Sei più tornata a casa?
“No, i miei genitori hanno paura. Avevo in programma di tornare, per andare a parlare nelle scuole. Il governo voleva distribuire il mio libro, “Le ragazze di Benin City”; poi però i paletti che hanno messo non mi hanno entusiasmata, ed il progetto è stato accantonato”. (Interviene Claudio: “Detto chiaramente, volevano censurarlo).
Hai dichiarato di esserti sentita respinta dai servizi sociali: cos'è successo?
“Se una ragazza non rientra nello standard è esclusa, io sono una delle tante. Quando mi sono rivolta al servizio, mi hanno chiesto delle cose che molte ragazze non riescono ad affrontare. Dopo due, tre tentativi ho dovuto cercare un altro percorso, che in quel momento non esisteva, così me lo sono dovuta inventare, perché dopo la terza volta mi hanno quasi uccisa”.
La differenza tra il tuo approccio e quello tradizionale?
Isoke: “L'uno non dovrebbe escludere l'altro, dovrebbero essere integrati in modo equo. A volte bisognerebbe fare un passo indietro per accogliere il metodo sperimentale dei cittadini, perché non esiste solo quello istituzionale”.
Claudio: “Molte riunioni funzionano così. La chiamano a parlare, poi arriva qualcuno che dice, rivolto agli altri interlocutori: “Avete visto che esiste la tratta? Avete visto che è difficile combatterla? Avete visto che la si può combattere? Adesso vi diciamo noi come”. E propongono il loro metodo istituzionale, che non c'entra niente con Isoke. Si dovrebbe fare sinergia, ma farlo alla pari”.
Isoke: “C'è questa distanza, questo muro. Perché l'istituzione prevede che per uscire dalla tratta devi denunciare i tuoi sfruttatori, e questo è molto, molto difficile”.
C’è un'iniziativa in particolare alla quale state lavorando?
Claudio: “Sulla falsariga di quello che fa l’associazione Libera nella lotta alle mafie, Isoke è partita con la raccolta dei nomi delle ragazze vittime della tratta che sono state uccise. L'iniziativa verrà presentata a Genova il 7 giugno prossimo”.
Isoke: “Vogliamo iniziare a considerare il problema della tratta come una delle violenze sulle donne, perché fino ad ora sono vittime, ma non si sa dove collocarle. Se vanno al centro anti violenza non va bene perché sono vittime di tratta; se vengono uccise non si sa se chiamarle vittime di femminicidio o no”.

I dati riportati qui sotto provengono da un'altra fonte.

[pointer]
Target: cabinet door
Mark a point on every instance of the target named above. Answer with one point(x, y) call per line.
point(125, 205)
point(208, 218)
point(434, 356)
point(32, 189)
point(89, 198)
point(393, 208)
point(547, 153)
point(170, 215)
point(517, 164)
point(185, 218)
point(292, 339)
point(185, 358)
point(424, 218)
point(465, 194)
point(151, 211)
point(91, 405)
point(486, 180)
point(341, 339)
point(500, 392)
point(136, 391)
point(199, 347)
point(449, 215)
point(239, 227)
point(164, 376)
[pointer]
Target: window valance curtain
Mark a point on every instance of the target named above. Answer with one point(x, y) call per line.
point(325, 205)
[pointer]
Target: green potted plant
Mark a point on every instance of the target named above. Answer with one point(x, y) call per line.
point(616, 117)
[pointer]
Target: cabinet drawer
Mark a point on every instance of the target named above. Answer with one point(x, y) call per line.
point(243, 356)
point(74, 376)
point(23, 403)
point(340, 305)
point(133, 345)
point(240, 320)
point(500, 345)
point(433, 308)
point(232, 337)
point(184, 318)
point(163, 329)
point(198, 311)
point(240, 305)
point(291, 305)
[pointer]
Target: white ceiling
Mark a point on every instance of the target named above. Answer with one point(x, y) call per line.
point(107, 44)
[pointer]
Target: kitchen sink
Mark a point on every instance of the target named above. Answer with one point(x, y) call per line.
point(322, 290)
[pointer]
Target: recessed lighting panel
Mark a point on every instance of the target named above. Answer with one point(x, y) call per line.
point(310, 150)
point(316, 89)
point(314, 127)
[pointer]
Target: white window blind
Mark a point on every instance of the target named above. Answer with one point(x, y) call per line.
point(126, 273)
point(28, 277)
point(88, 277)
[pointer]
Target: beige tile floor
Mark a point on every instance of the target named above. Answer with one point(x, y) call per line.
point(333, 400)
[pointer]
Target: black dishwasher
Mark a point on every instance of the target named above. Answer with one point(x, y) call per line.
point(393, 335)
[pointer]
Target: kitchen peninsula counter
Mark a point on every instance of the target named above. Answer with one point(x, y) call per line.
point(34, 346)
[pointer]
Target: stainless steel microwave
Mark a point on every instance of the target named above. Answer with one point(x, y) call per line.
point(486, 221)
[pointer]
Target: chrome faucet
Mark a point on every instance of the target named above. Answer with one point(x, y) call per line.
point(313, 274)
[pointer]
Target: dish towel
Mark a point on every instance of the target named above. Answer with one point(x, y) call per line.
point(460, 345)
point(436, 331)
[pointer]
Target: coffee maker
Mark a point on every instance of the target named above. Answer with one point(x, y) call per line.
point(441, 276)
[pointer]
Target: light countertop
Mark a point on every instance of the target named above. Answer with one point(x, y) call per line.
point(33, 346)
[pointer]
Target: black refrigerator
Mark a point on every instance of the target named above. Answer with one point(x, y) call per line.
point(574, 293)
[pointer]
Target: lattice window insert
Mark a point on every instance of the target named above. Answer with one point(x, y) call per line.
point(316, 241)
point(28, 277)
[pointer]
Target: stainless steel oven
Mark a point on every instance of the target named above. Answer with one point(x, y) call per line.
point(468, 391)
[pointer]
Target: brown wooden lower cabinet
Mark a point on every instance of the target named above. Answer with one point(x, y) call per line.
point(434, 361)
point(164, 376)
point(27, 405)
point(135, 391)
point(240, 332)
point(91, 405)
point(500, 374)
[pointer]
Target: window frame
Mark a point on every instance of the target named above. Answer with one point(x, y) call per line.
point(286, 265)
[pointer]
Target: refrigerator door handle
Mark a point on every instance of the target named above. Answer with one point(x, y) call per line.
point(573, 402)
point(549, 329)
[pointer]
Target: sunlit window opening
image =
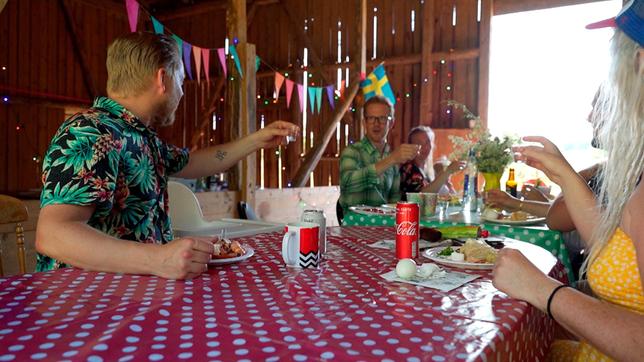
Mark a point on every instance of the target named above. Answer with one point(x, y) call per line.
point(545, 68)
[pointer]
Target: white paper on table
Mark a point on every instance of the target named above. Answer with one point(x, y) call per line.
point(450, 281)
point(391, 244)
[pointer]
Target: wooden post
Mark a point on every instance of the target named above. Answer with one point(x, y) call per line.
point(484, 59)
point(426, 113)
point(240, 99)
point(314, 155)
point(78, 51)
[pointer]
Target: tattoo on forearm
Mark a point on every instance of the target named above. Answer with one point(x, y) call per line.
point(220, 155)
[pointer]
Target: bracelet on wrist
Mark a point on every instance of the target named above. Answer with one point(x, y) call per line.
point(552, 294)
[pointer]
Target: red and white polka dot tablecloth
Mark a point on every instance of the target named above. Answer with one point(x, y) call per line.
point(261, 310)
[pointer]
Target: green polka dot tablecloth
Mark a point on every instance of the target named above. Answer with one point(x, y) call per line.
point(550, 240)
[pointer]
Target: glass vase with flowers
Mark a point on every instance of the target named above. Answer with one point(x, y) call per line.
point(491, 154)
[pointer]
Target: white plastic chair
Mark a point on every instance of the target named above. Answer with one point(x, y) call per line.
point(185, 212)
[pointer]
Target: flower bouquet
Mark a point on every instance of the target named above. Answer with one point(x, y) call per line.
point(492, 154)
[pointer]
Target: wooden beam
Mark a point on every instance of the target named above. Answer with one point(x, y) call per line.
point(426, 113)
point(314, 155)
point(484, 59)
point(206, 112)
point(240, 99)
point(78, 50)
point(304, 42)
point(513, 6)
point(414, 58)
point(204, 8)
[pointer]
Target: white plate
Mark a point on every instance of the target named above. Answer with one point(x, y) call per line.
point(372, 210)
point(432, 254)
point(249, 252)
point(529, 221)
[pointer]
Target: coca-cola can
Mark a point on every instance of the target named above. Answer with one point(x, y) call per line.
point(317, 217)
point(407, 229)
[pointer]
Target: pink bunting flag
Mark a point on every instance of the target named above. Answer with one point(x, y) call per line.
point(300, 94)
point(329, 95)
point(132, 7)
point(205, 55)
point(289, 91)
point(196, 51)
point(221, 52)
point(279, 79)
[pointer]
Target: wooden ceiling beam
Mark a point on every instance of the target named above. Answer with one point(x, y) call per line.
point(414, 58)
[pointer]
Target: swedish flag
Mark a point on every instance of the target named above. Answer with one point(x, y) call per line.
point(377, 83)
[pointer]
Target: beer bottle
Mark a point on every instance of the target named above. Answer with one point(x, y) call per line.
point(511, 184)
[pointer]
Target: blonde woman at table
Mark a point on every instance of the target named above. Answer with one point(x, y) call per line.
point(105, 174)
point(610, 326)
point(421, 174)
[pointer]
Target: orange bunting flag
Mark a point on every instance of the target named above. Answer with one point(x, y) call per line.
point(279, 79)
point(196, 51)
point(289, 92)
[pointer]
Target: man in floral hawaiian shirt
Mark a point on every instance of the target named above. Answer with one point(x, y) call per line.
point(106, 171)
point(368, 175)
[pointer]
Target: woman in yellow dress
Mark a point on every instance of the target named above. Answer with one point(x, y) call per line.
point(610, 325)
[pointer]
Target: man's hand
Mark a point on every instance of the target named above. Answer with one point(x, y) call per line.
point(404, 153)
point(275, 134)
point(184, 258)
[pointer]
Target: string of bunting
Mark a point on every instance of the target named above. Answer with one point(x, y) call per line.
point(201, 57)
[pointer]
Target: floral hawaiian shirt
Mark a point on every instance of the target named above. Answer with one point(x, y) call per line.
point(107, 158)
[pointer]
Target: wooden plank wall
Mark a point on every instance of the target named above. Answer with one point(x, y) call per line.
point(41, 64)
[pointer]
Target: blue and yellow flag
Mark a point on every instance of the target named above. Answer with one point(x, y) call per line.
point(377, 83)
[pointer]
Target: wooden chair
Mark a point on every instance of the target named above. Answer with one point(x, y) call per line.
point(14, 211)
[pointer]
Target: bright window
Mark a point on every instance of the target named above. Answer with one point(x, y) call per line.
point(545, 68)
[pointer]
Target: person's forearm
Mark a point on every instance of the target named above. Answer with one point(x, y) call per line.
point(589, 319)
point(536, 208)
point(82, 246)
point(384, 164)
point(558, 217)
point(219, 158)
point(581, 204)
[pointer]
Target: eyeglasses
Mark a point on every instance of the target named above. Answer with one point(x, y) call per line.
point(379, 119)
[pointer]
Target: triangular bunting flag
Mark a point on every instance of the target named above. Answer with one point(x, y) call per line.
point(179, 43)
point(196, 52)
point(233, 52)
point(279, 79)
point(221, 52)
point(312, 95)
point(205, 54)
point(377, 83)
point(318, 97)
point(187, 48)
point(132, 7)
point(158, 27)
point(300, 95)
point(329, 96)
point(289, 92)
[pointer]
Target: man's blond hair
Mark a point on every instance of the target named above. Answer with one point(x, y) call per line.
point(133, 59)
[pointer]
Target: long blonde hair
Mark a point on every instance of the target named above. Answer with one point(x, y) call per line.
point(621, 135)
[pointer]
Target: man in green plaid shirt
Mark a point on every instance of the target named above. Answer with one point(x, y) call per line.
point(368, 169)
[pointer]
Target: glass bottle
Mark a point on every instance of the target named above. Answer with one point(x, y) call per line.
point(511, 184)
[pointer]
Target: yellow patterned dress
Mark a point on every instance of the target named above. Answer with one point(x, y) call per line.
point(614, 277)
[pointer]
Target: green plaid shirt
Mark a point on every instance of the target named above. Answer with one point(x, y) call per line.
point(359, 182)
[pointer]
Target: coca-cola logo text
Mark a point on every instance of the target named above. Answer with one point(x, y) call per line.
point(407, 228)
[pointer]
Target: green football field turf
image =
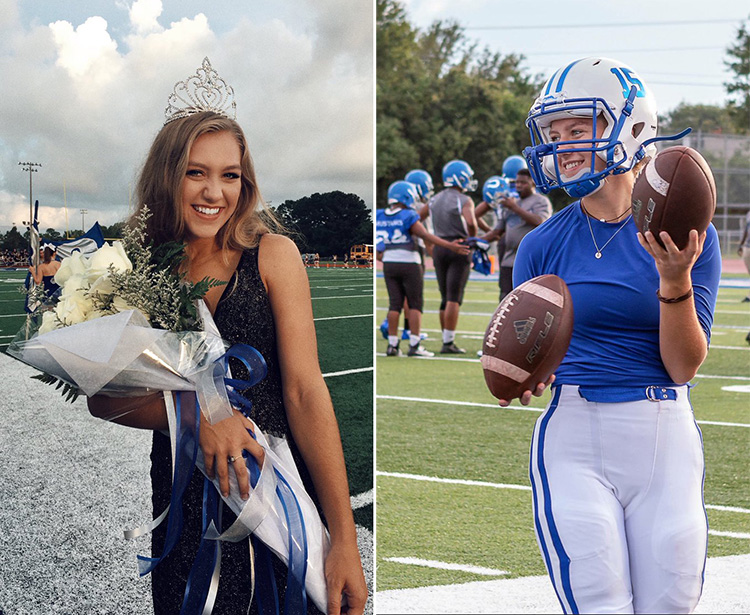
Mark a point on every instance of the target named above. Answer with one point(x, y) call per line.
point(342, 309)
point(452, 466)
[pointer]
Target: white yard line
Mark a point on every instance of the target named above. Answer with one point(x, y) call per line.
point(429, 563)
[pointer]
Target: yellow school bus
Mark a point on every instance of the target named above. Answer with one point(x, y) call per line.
point(361, 254)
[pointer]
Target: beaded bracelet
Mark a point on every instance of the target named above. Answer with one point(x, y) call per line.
point(687, 295)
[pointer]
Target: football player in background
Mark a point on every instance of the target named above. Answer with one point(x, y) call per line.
point(452, 214)
point(518, 215)
point(616, 458)
point(397, 228)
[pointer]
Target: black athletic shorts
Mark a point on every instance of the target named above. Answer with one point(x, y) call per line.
point(452, 271)
point(403, 280)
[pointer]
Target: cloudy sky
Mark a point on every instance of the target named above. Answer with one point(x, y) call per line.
point(85, 85)
point(676, 46)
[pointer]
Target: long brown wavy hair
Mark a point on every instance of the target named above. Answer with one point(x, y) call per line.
point(160, 185)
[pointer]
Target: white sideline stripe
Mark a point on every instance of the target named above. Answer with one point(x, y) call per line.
point(343, 297)
point(479, 483)
point(340, 317)
point(527, 409)
point(361, 499)
point(729, 534)
point(452, 481)
point(477, 360)
point(346, 372)
point(429, 563)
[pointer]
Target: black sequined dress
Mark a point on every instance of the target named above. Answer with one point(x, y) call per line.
point(243, 315)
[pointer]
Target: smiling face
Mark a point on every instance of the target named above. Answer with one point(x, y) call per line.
point(212, 184)
point(575, 163)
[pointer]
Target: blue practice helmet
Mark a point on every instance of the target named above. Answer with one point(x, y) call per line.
point(512, 165)
point(403, 192)
point(495, 189)
point(458, 173)
point(423, 181)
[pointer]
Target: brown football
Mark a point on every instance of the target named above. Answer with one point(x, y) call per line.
point(675, 192)
point(527, 337)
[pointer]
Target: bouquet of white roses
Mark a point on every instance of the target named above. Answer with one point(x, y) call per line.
point(126, 322)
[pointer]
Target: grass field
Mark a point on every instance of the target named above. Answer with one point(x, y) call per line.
point(453, 494)
point(342, 308)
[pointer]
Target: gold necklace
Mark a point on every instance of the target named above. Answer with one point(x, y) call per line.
point(598, 249)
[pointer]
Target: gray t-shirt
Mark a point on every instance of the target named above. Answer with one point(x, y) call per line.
point(446, 208)
point(516, 227)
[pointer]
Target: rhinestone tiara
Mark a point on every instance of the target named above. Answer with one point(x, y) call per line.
point(204, 91)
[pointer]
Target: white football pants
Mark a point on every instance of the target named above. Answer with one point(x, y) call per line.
point(618, 503)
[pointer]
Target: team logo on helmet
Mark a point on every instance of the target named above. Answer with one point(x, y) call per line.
point(459, 174)
point(423, 181)
point(403, 192)
point(619, 105)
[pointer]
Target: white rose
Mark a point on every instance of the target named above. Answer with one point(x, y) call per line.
point(49, 322)
point(102, 285)
point(74, 308)
point(120, 305)
point(107, 255)
point(75, 264)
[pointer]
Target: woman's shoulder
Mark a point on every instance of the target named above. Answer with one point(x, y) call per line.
point(277, 255)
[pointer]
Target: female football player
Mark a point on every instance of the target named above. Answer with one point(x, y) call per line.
point(616, 458)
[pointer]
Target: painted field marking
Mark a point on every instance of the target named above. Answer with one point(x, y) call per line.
point(427, 400)
point(348, 371)
point(479, 483)
point(730, 534)
point(737, 388)
point(340, 317)
point(428, 563)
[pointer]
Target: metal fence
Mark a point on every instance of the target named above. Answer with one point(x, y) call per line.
point(729, 157)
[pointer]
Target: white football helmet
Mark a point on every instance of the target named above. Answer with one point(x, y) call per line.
point(601, 89)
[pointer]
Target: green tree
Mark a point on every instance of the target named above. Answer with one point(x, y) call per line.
point(439, 97)
point(738, 89)
point(51, 235)
point(328, 223)
point(701, 118)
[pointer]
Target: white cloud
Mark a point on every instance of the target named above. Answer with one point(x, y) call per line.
point(88, 108)
point(144, 15)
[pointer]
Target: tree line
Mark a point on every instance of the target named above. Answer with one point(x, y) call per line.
point(328, 223)
point(440, 96)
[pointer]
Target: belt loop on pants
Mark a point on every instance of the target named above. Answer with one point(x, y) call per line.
point(625, 394)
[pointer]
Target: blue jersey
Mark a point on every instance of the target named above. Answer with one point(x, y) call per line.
point(616, 310)
point(393, 234)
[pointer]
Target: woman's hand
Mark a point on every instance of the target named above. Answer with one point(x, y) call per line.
point(526, 396)
point(674, 265)
point(229, 438)
point(460, 248)
point(344, 575)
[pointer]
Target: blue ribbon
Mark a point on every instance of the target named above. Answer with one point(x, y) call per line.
point(188, 424)
point(207, 561)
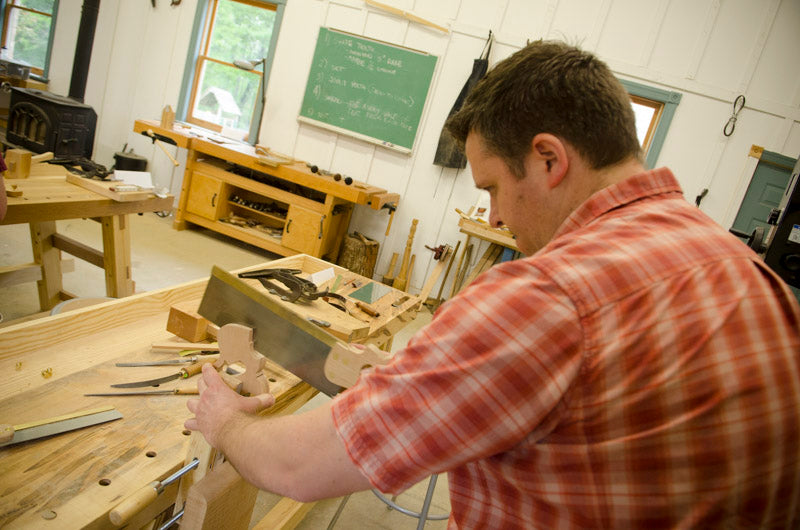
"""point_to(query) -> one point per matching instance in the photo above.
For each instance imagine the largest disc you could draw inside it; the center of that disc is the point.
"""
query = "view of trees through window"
(224, 95)
(26, 31)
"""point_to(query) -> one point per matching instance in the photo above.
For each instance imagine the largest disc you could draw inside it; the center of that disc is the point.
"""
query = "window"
(217, 94)
(654, 109)
(28, 27)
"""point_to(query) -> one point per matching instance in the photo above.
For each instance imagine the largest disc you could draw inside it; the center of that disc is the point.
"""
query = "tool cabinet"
(278, 206)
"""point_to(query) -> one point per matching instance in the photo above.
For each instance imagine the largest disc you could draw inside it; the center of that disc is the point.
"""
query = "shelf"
(267, 215)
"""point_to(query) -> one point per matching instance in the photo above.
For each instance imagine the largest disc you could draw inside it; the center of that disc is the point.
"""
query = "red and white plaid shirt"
(641, 371)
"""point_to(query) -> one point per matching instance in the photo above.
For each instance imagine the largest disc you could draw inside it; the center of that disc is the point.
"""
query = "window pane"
(28, 34)
(644, 116)
(241, 32)
(45, 6)
(226, 95)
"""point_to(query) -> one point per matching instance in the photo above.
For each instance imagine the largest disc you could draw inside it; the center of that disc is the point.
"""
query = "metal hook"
(738, 105)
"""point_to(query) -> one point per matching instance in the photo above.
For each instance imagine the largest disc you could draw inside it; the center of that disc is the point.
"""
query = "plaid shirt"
(640, 371)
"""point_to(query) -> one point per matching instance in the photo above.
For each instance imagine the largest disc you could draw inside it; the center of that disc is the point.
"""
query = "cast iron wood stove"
(42, 121)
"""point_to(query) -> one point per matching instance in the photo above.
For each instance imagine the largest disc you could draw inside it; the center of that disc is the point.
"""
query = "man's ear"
(550, 151)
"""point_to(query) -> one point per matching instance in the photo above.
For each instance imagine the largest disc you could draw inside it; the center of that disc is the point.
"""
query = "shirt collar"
(646, 184)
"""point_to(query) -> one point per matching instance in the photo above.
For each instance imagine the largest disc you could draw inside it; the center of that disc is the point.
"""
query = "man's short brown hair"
(556, 88)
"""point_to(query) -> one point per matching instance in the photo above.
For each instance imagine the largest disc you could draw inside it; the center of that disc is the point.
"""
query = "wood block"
(221, 499)
(359, 254)
(19, 163)
(187, 324)
(167, 117)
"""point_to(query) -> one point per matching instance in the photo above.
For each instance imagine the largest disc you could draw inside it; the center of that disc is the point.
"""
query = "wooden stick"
(462, 271)
(447, 273)
(407, 14)
(151, 134)
(401, 280)
(485, 263)
(435, 273)
(388, 278)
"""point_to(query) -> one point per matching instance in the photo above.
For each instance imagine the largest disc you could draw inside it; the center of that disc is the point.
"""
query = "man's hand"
(219, 409)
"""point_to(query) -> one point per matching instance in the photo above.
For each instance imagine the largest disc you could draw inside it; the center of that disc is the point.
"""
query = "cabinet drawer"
(303, 230)
(207, 197)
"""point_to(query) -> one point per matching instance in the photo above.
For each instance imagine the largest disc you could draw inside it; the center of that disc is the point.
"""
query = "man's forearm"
(297, 456)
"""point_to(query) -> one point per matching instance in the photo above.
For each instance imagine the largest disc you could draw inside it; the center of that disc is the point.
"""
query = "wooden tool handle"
(345, 362)
(133, 504)
(178, 346)
(43, 157)
(195, 368)
(6, 433)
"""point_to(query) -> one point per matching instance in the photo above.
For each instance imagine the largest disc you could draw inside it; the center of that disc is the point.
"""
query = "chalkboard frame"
(406, 147)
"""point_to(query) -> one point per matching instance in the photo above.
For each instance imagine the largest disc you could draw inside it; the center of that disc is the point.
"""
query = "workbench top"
(51, 198)
(74, 479)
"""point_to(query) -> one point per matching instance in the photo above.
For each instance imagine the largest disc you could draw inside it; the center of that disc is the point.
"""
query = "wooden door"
(206, 196)
(303, 230)
(764, 193)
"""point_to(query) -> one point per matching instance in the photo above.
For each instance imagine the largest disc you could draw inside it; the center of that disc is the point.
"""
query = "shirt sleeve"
(491, 369)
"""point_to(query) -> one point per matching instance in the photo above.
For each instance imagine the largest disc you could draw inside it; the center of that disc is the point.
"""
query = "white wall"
(709, 50)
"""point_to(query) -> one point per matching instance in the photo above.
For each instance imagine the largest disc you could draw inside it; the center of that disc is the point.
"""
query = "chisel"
(183, 374)
(13, 434)
(174, 391)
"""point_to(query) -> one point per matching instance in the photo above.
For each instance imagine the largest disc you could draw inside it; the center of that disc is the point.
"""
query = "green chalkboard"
(368, 89)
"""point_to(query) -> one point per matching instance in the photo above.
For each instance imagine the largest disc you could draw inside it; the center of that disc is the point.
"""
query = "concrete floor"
(162, 257)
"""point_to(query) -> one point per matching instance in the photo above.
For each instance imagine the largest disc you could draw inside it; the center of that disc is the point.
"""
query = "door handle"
(321, 220)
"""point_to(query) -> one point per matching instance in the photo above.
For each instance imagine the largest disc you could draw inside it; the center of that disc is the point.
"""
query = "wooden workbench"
(74, 479)
(273, 203)
(47, 199)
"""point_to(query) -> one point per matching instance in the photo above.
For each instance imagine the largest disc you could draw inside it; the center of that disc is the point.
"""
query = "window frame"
(197, 57)
(6, 6)
(665, 102)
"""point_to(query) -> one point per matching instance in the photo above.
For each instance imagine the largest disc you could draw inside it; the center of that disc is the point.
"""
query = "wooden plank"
(285, 515)
(104, 188)
(78, 249)
(487, 233)
(14, 274)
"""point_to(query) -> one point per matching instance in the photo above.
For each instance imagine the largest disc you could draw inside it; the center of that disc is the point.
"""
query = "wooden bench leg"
(117, 256)
(48, 258)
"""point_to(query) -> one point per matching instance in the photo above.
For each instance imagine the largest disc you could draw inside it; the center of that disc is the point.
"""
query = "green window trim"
(44, 76)
(195, 45)
(670, 100)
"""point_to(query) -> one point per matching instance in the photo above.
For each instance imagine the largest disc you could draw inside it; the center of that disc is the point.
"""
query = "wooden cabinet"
(207, 197)
(281, 207)
(303, 230)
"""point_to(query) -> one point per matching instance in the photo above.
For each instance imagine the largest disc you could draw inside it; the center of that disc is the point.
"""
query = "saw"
(286, 338)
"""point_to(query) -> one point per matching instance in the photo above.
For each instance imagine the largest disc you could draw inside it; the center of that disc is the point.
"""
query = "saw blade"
(278, 334)
(149, 382)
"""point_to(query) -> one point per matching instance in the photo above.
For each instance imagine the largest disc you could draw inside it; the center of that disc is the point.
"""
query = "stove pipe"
(83, 49)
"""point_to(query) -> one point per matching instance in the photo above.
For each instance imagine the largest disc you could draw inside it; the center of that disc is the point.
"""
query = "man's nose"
(494, 218)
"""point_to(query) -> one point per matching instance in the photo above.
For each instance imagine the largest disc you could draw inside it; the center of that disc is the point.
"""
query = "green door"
(764, 193)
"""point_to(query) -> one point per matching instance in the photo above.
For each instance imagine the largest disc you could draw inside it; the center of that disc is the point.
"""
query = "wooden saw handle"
(345, 362)
(133, 504)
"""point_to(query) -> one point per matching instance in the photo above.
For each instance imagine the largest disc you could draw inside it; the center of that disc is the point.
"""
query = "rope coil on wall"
(738, 105)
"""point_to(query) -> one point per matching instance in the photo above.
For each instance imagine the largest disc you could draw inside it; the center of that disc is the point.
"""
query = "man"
(639, 369)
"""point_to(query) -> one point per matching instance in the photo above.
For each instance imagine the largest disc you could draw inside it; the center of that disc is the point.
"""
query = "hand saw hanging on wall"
(299, 346)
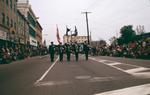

Claudio: “Se le vittime della tratta sono 15.000, stando a quanto dicono alcuni – ed io so che l'anno scorso ne sono state uccise 10 – 10 su 15.000 è una cosa. La proporzione è terribile per le ragazze nigeriane, vuol dire che il fenomeno è molto vicino a loro”.
Isoke: “Io sono stata a più di 30 funerali in giro per l'Italia. È un tema terribile all'interno della comunità nigeriana, dove tutti ci conosciamo”.